Recently, it was prom here at the little law school on the prairie. "Prom" as we like to call it was the first year formal. Traditionally the first years had to throw a banquet in honour of the upper years in return for not being subject to initiation. Now, the LSA runs it and it's just a big dress-up, booze-up right before the thanksgiving long weekend. Prom is known
(much like St. Paddy's Day and the end of the year) as one of the big scandalous evenings of the year.
Last year, my personal scandalous behaviour was grabbing a male classmate's ass. In my own defence, it was in context. He was asking for a recommended line of action, I offered my suggestion and gave an example. True, this proved to be mild by the standards I set later in the year, but at the time, one month in, it was scandalous. The next day, on the phone we all compared our scandals and sagas from the night before.
A year later, prom has occurred and we meet for mid-day breakfast the next day to debrief the scandals and the sagas of the night before. After revelations from a classmate of their scandal, I proudly proclaim how I was not too drunk and was scandal free. It's funny how the human brain works.
Over the next week bits and pieces come out from formal, and I learn of other's scandalous behaviour and continue to look down from the moral high ground. I first became concerned when I didn't remember scandalous behaviour done "to me" rather than "by me" - such as a cowboy-style lap dance on a park bench by the guy belonging to the aforementioned ass. The fact that I didn't remember this was concerning in that maybe I was drunker than I thought.
However, if that was the worst that happened, I was still safely standing on firm ground, despite a few blank spots in my memory of the evening. That all ended last night. A week of feeling proud of myself, of proclamations of good behaviour beyond reproach all came crashing down around me.
After class last night, a number of us went out for drinks. Somehow the conversation turned to inappropriate behaviour and the importance of context. I jumped in and said at least when I grabbed [Name withheld to protect the innocent]'s ass, it was in context. The cowboy-lap dancer whose name is being withheld pipes up and says "It was last year, but not this year." My heart sank at these words.

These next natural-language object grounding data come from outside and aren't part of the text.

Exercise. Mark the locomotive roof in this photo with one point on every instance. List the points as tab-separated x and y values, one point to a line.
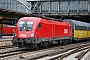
79	23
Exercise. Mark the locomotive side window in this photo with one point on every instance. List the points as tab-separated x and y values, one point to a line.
25	25
39	25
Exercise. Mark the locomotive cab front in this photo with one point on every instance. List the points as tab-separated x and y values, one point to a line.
25	31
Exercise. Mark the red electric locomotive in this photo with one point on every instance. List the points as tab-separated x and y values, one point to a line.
34	31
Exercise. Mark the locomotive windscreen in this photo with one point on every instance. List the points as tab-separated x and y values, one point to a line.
25	25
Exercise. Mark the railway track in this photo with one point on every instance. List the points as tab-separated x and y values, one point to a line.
49	53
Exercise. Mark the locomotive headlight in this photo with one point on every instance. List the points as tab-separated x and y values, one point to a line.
32	34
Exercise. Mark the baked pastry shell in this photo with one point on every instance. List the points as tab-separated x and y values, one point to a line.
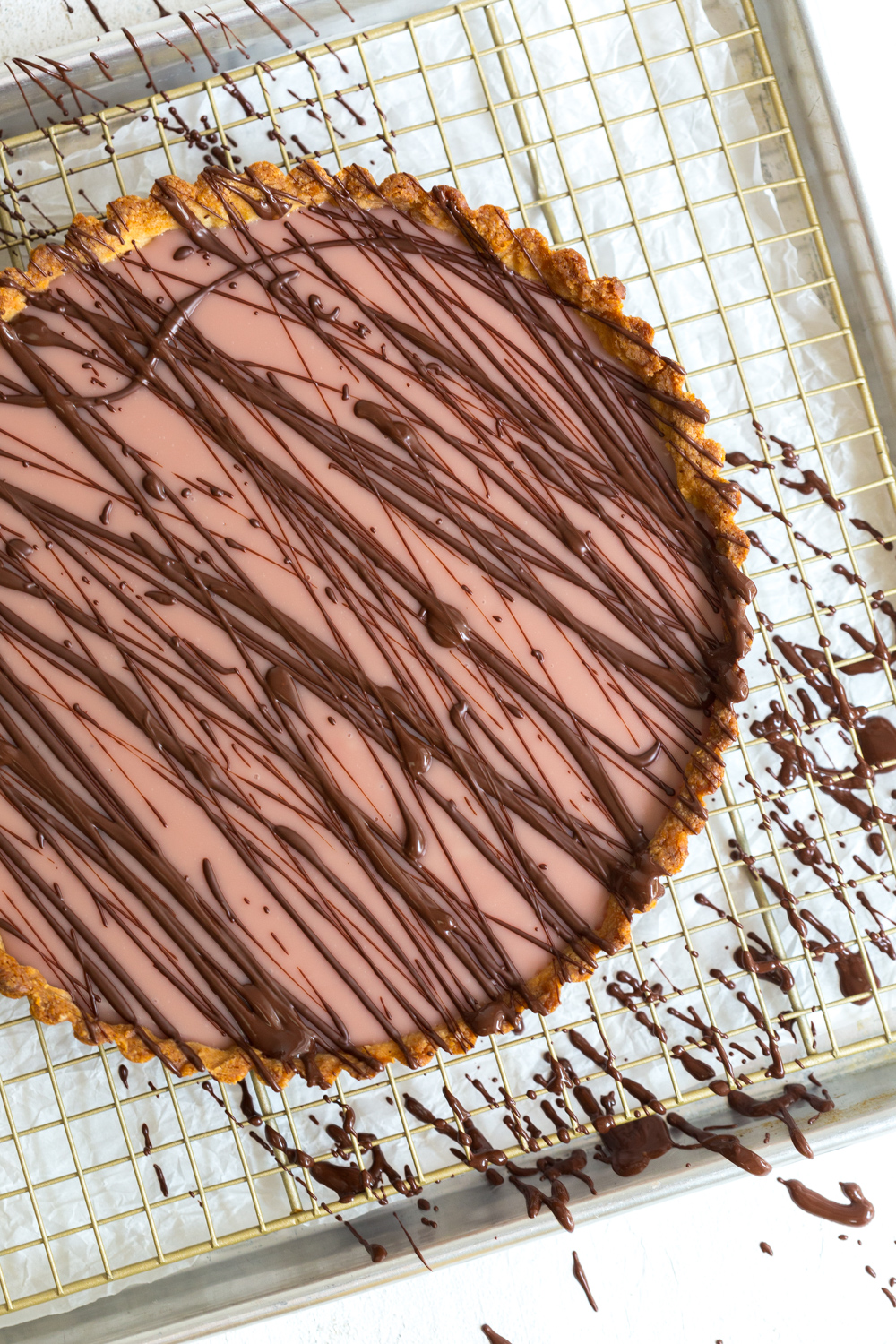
134	222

"What do you mean this year?" It appears late in the evening
(however pre-lap dance) I am
told I grabbed the same ass again this year under the excuse of "It's not formal until I grab your ass". I say I am "told" because I really don't remember this happening
(although it's starting to come back to me I think), but it does sound like something I would say.
Maybe our brains wipe these things out in an attempt to protect ourselves, however it's of no use unless we can block it out of other people's heads as well.